Alright, now I’ve said it twice. Just get one without a foreign transaction fee and call it a day.
High Yield Checking
There are a few high yield checking accounts out there. The basic idea for these is that you jump through a few hoops and the checking account pays you an above market rate of interest (up to a specific balance) and will often reimburse ATM fees. I recommend Consumers credit union. The requirements usually involve using the debit card a dozen times in a month and setting up direct deposit. The interest rate alone is generally worth it, but using it to change money from foreign ATM’s is the icing on the cake. Whenever I need cash abroad I just get it from a random ATM, knowing I’ll be reimbursed.
Your Local Credit Union
You should probably be a member of your local credit union. In principle the profits from the credit union flow to you rather than to shareholders. Generally this means that all kinds of things are cheaper at the credit union. Of course because they don’t have to look after their profits sometimes bureaucracy can get a stranglehold on your credit union and the fee schedule might not make any sense from any perspective, so it pays to check that your credit union is actually giving you a good deal.

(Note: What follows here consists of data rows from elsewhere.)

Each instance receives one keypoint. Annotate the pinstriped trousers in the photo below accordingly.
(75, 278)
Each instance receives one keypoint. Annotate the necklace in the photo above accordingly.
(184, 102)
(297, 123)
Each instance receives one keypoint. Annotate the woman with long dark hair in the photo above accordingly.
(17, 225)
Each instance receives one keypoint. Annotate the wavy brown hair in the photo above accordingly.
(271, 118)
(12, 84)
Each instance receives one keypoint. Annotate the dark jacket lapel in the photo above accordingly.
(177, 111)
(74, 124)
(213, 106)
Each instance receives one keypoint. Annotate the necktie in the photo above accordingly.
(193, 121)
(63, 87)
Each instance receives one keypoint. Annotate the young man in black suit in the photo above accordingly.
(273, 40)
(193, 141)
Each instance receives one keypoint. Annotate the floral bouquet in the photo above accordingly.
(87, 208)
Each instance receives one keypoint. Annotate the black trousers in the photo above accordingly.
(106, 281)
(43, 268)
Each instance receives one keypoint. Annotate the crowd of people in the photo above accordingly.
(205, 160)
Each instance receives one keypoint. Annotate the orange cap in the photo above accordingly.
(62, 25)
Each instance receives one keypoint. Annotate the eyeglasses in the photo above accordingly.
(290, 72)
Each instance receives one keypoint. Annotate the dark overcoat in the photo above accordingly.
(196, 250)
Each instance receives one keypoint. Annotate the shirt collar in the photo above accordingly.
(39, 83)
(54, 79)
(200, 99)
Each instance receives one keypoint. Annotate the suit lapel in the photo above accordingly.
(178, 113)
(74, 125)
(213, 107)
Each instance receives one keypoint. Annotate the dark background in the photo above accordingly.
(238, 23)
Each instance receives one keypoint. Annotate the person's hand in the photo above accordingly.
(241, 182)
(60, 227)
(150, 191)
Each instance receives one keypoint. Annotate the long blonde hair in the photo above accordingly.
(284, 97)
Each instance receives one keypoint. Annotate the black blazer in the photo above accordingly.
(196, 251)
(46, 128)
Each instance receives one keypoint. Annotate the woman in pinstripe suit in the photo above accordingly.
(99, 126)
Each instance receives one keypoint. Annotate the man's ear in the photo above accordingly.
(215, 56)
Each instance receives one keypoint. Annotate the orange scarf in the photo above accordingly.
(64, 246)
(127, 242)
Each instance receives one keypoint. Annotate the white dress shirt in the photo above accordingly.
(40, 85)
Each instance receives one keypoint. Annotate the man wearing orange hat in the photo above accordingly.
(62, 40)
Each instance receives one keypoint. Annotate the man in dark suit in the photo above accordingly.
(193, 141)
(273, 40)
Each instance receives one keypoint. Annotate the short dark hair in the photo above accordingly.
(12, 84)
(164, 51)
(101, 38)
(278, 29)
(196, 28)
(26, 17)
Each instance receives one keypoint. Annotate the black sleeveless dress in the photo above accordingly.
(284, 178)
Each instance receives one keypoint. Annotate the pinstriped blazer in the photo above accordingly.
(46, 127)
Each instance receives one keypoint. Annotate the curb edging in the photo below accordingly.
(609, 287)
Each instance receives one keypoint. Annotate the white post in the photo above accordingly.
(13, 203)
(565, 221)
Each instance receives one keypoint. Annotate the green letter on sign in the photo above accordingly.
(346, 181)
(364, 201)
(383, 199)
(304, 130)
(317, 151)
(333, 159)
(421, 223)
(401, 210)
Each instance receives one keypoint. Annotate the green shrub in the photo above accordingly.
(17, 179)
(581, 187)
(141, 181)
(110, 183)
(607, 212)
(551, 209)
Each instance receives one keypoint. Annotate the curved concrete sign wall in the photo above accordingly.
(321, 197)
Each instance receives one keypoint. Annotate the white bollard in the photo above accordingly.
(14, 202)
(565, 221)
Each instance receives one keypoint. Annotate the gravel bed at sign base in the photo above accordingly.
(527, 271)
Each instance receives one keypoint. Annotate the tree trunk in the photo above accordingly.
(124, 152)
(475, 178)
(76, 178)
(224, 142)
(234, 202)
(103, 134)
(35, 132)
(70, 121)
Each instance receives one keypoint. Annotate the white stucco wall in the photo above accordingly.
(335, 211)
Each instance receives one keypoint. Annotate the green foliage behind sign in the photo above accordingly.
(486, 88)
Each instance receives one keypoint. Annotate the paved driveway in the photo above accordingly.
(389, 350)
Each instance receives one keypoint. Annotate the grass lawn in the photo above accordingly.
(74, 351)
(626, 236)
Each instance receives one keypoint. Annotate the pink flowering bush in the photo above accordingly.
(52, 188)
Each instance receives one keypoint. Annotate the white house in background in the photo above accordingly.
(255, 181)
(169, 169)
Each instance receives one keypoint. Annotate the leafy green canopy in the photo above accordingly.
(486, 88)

What’s a good deal? Whatever google tells you the exchange rate is, basically.
Also, as a bonus your credit union may eventually convert to a bank, in which case you’ll have an opportunity to make money in its conversion. (You see, the owners of the credit union are its customers, when it converts to a bank it will be owned by shareholders. To convince current owners, that’s you, to do the conversion the credit union needs to offer you something valuable. Usually, that means you can purchase stock at a discount. That’s a fantastic deal. Your credit union probably won’t do this, but it’s essentially random upside. )
Your Local Bank
Usually you can order foreign currency, online or by phone, in advance from your bank and get a good rate with a minimal fee. If you show up at the teller demanding Euros you’ll probably get a rate that’s not quite as good.
Their Local Bank
It’s not going to be a great deal to do this, and I’d anticipate it to be somewhat worse than your local bank, but your mileage may vary. (That’s what YMMV means if you ever see it on line. That’s one I have to look all the time. That and TFW, or SMH.)
(That feel when, and shaking my head, respectively)
(I can’t imagine saying either of those things so often that you’d need to abbreviate them, but TYHI.)
(There you have it; That one’s not real but what are you going to do?)
Buy Euros From American’s leaving the country
They need to get rid of their foreign currency, you need the foreign currency. You can probably get the fair rate, since either of you are going to get screwed at your destination.
These places exist mostly in tourist spots. They’re pretty universally awful, only use in an emergency. Alternatively, send your enemies there.
Don’t have enemies? You will if you send people here to change their money.
Cash Exchange at the airport
This is good for when all of your foreign currency gets stolen, as well as your atm card, but you still have a roll of $100’s in your sock. Change just enough to get you to the nearest bank, or some other place that will repair your problem. Even then you might be better off begging other american’s for bus fare, or hanging out near the forex place looking for people who look like they’re departing the country.